Entertainment Value: An 80s classic, Gremlins brought us the lovable Gizmo and a pitch perfect blend of scares and laughs. A horror comedy is no simple feat, let alone one aimed at a wide audience, but Gremlins is able to walk that line quite well. A couple moments come close, such as Kate’s hilarious/sad tale of her father dying in a chimney dressed as Santa, but I think even those instances are passable. I found that moment to be ridiculous and hilarious, but some might find it a little dark, but that is true about much of Gremlins. That dark humor is what drives the movie, in my opinion, not to mention almost all the humor is effective. The narrative is brisk, fun, and inspired by the old school b movies, which explains the wealth of movie references that are sprinkled all over the movie. So despite the dark humor, Gremlins always has a fun, b movie feel to it, even in those darker moments. Gizmo was a phenomenon that captured the world’s attention, thanks to his super cute visual design and the practical effects used to bring the little guy to life. A little dated now perhaps, but Gizmo and the gremlins still look eons better than the CGI plague of the decades to follow. I think the effects have aged pretty well overall, especially given the number of characters involved and the wide scope of their actions on screen.

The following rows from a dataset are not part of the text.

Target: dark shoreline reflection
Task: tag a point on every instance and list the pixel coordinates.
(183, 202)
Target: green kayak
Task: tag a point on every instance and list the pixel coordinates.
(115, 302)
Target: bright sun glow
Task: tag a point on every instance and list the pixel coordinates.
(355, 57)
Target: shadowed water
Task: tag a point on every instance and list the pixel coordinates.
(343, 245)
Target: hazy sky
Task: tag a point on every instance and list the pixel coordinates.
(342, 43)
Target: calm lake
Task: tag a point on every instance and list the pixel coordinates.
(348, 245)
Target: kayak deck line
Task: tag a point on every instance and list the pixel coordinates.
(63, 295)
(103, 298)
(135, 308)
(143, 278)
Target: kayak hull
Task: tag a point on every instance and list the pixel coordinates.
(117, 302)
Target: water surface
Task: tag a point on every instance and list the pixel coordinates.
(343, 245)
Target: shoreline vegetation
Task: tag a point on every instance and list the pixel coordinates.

The gremlins and Gizmo might be the real stars of the movie, but the human cast is also up to the task. Zach Galligan is fun as the awkward, goofy co-hero, but Phoebe Cates steals most of the scenes she’s in. She is fantastic in the tavern scene, where she tries to serve a bar full of gremlins. Also in fine form are Dick Miller, Hoyt Axton, and Francis Lee McCain, as Billy’s ass kicking mother. No sleaze in this one and minimal blood, but we do get some fun goopy effects work. A microwave, chainsaw, blender, knives, and more are brought into play to fend off the gremlins, who are brought to life through some terrific practical means. So it does have more gross goop than you might think, including a really gross set piece in the finale. The dialogue offers up some fun lines, with Dick Miller and Hoyt Axton as treasure troves, but Cates’ tragic Santa story likely takes the cake. I also love the conversation between the police officers, when they head out to see what all the commotion is about. On the craziness scale, this one has that offbeat b movie vibe, but never feels out of control or too over the top, so it isn’t all that off the deep end.